To be able to attribute a topology per replicon/genome when using the Gembase format, we propose the user to build a “topology file” in the form of a tabular file with two columns separated by a ”:”. The 1st column is the replicon name, and the 2nd the corresponding topology.

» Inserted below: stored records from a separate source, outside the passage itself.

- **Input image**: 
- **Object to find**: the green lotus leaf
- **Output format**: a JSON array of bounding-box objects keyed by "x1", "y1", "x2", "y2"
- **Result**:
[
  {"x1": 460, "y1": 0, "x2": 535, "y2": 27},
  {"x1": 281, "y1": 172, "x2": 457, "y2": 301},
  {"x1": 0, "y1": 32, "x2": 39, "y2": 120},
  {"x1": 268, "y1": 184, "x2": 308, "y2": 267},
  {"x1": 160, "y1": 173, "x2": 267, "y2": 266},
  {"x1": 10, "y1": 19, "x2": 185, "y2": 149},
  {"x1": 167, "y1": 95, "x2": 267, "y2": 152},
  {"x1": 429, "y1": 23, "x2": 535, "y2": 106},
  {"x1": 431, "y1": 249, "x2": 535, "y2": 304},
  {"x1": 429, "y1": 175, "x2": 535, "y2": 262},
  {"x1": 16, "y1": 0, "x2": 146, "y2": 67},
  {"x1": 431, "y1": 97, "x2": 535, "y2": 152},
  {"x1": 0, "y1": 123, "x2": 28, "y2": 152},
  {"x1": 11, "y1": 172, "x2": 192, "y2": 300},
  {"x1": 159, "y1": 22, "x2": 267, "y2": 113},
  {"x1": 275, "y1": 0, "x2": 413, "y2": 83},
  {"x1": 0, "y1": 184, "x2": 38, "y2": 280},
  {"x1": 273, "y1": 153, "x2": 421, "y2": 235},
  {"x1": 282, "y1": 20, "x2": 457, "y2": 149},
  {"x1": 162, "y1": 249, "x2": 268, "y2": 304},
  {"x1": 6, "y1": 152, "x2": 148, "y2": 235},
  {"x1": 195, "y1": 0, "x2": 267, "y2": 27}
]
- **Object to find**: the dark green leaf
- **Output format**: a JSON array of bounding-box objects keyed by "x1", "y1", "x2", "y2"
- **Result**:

Comments can be written after a “#”.
For example:
# comment line
PlasmidA : circular
ChromosomeA : linear
ChromosomeB : circular
Note
A topology file can be specified on the command-line with the “--topology-file” parameter.